Climate ‘disclosure’—don’t take extreme slogans at face value
I recently read a paper in the law literature celebrating the rise of “climate risk disclosure” requirements now being imposed on public companies. The author discussed at length why the market has failed to price climate risk into investments, and holds that many public companies are worth far less than their stock market valuations because climate change will eventually wipe them out.
And not just fossil energy companies—any company relying on physical assets in coastal regions or most kinds of outdoor work are toast due to rising seas and extreme weather. The puzzle she set out to explain is why the market has failed to recognize this. Thankfully, she concluded, new disclosure rules will allow investors to finally get the information they need to save their portfolios.
Economists are skeptical of claims that financial markets fail to account for relevant information, especially when it’s supposedly known by the world’s experts. Yes, markets frequently make short-term errors, but with so much money at stake the players have very strong incentives to eventually get valuations right. Information about climate change is not privately held by companies. So what, exactly, are they supposed to disclose?
Here, like so many other reports, articles, speeches and pamphlets, the author lapsed into slogans. Climate risk means “extreme weather”—storms, floods, drought etc. They’ve all been getting worse and the future looks bleak, “experts say.”
Fine, but just because someone—even scientists with PhDs—issue warnings of impending doom doesn’t mean a company’s managers are obliged to instantly change their operations and issue warnings to shareholders. Suppose someone with relevant expertise declares that the ground under Rogers Stadium is about to sink into Lake Ontario. That would merit investigation. But it doesn’t oblige the stadium owners to immediately abandon the building and move uphill. And the owners would have the right, indeed the obligation, after investigating the matter to dismiss the warning if they believed it was unfounded.
To say that companies are obliged to investigate and declare climate risks does not mean they’re obliged to endorse climate alarmism or activist sloganeering. If after investigating the matter they conclude the risks are relatively small compared to ordinary economic and technological changes, they should say so. After all, taken at the level of the entire economy, that’s what the Intergovernmental Panel on Climate Change (IPCC) concluded the last time it weighed the question.
In 2013 the IPCC issued an report, which included a chapter assessing the effects of climate change on key economic sectors and services. Their headline conclusion read: “For most economic sectors, the impact of climate change will be small relative to the impacts of other drivers. Changes in population, age, income, technology, relative prices, lifestyle, regulation, governance, and many other aspects of socioeconomic development will have an impact on the supply and demand of economic goods and services that is large relative to the impact of climate change.”

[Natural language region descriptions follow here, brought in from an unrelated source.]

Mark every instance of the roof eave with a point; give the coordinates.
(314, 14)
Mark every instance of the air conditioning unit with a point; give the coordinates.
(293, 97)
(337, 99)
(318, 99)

In other words, for most companies, since they occupy most economic sectors, the risks of climate change are small. But what about a company that faces a specific weather-related risk? Here the challenge is bridging the gap between slogans and actual evidence.
Suppose, for instance, a company seeks to disclose its risk from extreme precipitation and flooding, mindful of activist claims that such risk is rising due to anthropogenic climate change. The IPCC attributes most observed climate change since 1950 to greenhouse gases. But in its 2012 report on extreme weather, it also concluded: “In the United States and Canada during the 20th century and in the early 21st century, there is no compelling evidence for climate-driven changes in the magnitude or frequency of floods.” That same year two scientists at the U.S. Geological Survey published a study on long-term streamflow records at 200 sites across the United States where they tested for evidence of trends due to global mean carbon dioxide (GMCO2) levels. They concluded: “In none of the four regions defined in this study is there strong statistical evidence for flood magnitudes increasing with increasing GMCO2.”
And in 2019, the federal Environment and Climate Change Canada concluded, “For Canada as a whole, observational evidence of changes in extreme precipitation amounts, accumulated over periods of a day or less, is lacking”—added that, “in the future, daily extreme precipitation is projected to increase.” There’s the rub. The models say precipitation events should get more extreme as the atmosphere warms. Yet it hasn’t happened. Maybe it will in the future. Or not. Other studies show models do poorly at simulating regional precipitation changes.
What should a company do if it’s obliged to disclose risks due to changes in extreme precipitation and flooding? My advice would be to make sure you can handle the full range of weather risks you’re likely to face, based on history, including occasional flood events. But don’t take slogans about future climate extremes at face value. Start with official sources, check the data, read the expert literature and test the models. And if you conclude that the impact of climate change will be small relative to other drivers, say so. You’ll be echoing what the top experts already conclude.